L'analisi che ho fatto è abbastanza precisa e indicavo come migliori motivi di fiducia più la resistenza esterna che quella interna. All'interno noto appunto i segni di un arrabbiatura di chi non si sente più tanto sicuro perché, come in questo caso, non ci si riesce più a imporre all'esterno.

Per quanto riguarda la Cina dobbiamo chiarire che anti-NOM non significa necessariamente "buono", al limite "utile". La Cina incarna oggi un modello capitalista con dirigismo statale e globalizzazione quale vettore della propria influenza economica nel mondo e in questo le premesse lasscerebbero intravedere una sua diarchia con gli USA. Per certi aspetti quanto detto sulla Cina vale anche per la Russia di Putin che non è per noi certo un modello politico da imitare. Ma mquesti paesi hanno una caratteristica che l'Occidente non ha: la SOVRANITA'.

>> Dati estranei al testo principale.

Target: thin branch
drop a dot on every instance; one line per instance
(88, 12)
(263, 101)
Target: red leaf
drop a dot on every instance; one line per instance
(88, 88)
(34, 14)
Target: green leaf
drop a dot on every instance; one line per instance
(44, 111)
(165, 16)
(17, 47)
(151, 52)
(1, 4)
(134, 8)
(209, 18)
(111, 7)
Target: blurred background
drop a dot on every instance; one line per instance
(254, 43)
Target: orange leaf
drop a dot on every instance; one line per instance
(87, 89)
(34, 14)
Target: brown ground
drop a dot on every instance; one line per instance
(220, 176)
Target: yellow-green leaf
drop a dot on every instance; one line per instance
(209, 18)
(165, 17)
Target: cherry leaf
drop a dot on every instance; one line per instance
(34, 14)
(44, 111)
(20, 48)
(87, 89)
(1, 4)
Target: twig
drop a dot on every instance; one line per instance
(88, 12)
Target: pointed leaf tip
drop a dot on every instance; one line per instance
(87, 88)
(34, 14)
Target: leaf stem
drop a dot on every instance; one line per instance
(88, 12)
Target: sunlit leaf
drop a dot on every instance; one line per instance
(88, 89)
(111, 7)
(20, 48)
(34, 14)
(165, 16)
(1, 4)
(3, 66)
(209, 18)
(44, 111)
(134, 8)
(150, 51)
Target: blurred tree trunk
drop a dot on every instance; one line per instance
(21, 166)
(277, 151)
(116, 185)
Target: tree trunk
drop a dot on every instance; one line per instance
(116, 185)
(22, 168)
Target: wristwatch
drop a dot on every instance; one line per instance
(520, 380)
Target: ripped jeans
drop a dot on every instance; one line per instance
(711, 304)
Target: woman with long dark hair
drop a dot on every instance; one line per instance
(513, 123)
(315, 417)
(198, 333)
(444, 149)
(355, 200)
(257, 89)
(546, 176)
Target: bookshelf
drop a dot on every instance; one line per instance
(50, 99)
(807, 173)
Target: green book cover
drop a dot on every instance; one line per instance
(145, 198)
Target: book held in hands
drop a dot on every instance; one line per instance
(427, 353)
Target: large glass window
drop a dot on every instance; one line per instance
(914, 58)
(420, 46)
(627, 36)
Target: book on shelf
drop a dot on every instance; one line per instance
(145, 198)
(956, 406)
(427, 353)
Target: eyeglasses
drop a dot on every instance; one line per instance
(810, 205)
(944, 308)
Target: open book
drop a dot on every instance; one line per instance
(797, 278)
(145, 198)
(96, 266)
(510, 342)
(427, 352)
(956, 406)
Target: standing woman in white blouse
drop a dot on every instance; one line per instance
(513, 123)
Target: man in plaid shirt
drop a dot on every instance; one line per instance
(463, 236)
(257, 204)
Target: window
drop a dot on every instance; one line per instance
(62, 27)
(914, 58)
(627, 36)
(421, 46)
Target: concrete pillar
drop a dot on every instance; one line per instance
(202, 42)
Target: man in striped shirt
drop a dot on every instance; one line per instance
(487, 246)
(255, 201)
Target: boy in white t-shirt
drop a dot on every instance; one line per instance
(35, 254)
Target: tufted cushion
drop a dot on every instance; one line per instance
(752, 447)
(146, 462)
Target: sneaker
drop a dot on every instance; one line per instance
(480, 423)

Nessuno dice a Pechino, o a Mosca, quale deve essere l'agenda politica da seguire perché in quei paesi la politica ha ancora il primato. Fino a quando questo starà in piedi ci sarà la possibilità che in Cina (e, ripeto, in Russia) salga al potere un governo di nuovo tipo magari di posizioni antagoniste simili alle nostre. Questo, in Europa o negli USA, non puà strutturalmente accadere per le ragioni che sappiamo.

Sull'Egitto, come indicavano settimane fa gli amici di Stato & Potenza, spesso esistono anche le contraddizioni ed ecco che l'esercito, tradizionale alleato degli USA, dopo una defecazione colorata a guida americana prende il potere e inizia a fare mosse filo-russe proprio mentre gli USA si impantanano nell'area anche sulla questione siriana: qualcosa deve pur dire.
Se l'Asse della Resistenza, Iran-Siria-Hezbollah guadagnasse anche l'Egitto contro i camerieri di israele, Arabia Esaurita, Qatar e compagnia bella, i giochi si farebbero estremamente interessanti.